Type-safe data pipelines: query DataStax Astra DB Vector with guaranteed response schemas, feeding validated data into downstream processing

02

API orchestration: chain multiple DataStax Astra DB Vector tool calls with Pydantic validation at each step to ensure data integrity end-to-end

03

Production monitoring: build validated alert agents that query DataStax Astra DB Vector and output structured, schema-compliant notifications

04

Testing and QA: use Pydantic AI's dependency injection to mock DataStax Astra DB Vector responses and write comprehensive agent tests

DataStax Astra DB Vector MCP Tools for Pydantic AI (7)

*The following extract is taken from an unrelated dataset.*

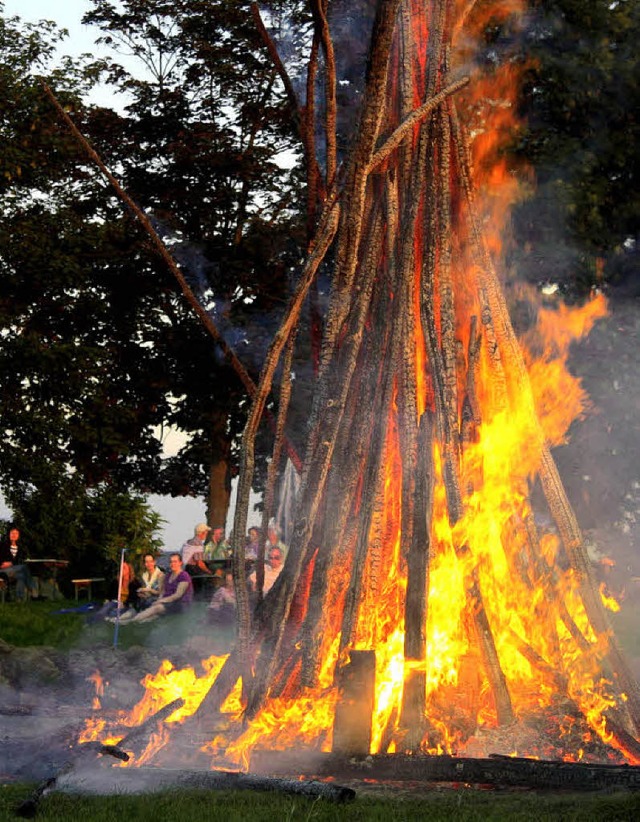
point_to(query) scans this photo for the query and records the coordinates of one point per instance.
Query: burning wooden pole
(414, 541)
(419, 364)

These 7 tools become available when you connect DataStax Astra DB Vector to Pydantic AI via MCP:

01

count_documents

Count total documents in an Astra DB collection

02

delete_document

Delete a document from an Astra DB collection

03

find_documents

Useful for standard NoSQL document retrieval. Find documents in an Astra DB collection

04

find_one_document

Find a single document in an Astra DB collection

05

insert_document

The document can include a pre-generated $vector key for embedding searches. Insert a new document into an Astra DB collection

06

list_collections

List all collections in the Astra DB namespace

07

vector_search

Perform an ANN vector similarity search on an Astra DB collection

Example Prompts for DataStax Astra DB Vector in Pydantic AI

Ready-to-use prompts you can give your Pydantic AI agent to start working with DataStax Astra DB Vector immediately.

01

"List the collections available in my Astra DB."

02

"Count the documents inside the 'products' collection."

03

"Find documents matching this filter in 'user_vectors': {"city": "San Francisco"}."

Troubleshooting DataStax Astra DB Vector MCP Server with Pydantic AI

Common issues when connecting DataStax Astra DB Vector to Pydantic AI through the Vinkius, and how to resolve them.

01

MCPServerHTTP not found

Update: pip install --upgrade pydantic-ai

DataStax Astra DB Vector + Pydantic AI FAQ

Common questions about integrating DataStax Astra DB Vector MCP Server with Pydantic AI.

01

How does Pydantic AI discover MCP tools?

Create an MCPServerHTTP instance with the server URL. Pydantic AI connects, discovers all tools, and generates typed Python interfaces automatically.
02

Does Pydantic AI validate MCP tool responses?

Yes. When you define result types as Pydantic models, every tool response is validated against the schema. Invalid data raises a clear error instead of silently corrupting your pipeline.
03

Can I switch LLM providers without changing MCP code?

Absolutely. Pydantic AI abstracts the model layer. your DataStax Astra DB Vector MCP integration works identically with OpenAI, Anthropic, Google, or any supported provider.

Connect DataStax Astra DB Vector to Pydantic AI

Get your token, paste the configuration, and start using 7 tools in under 2 minutes. No API key management needed.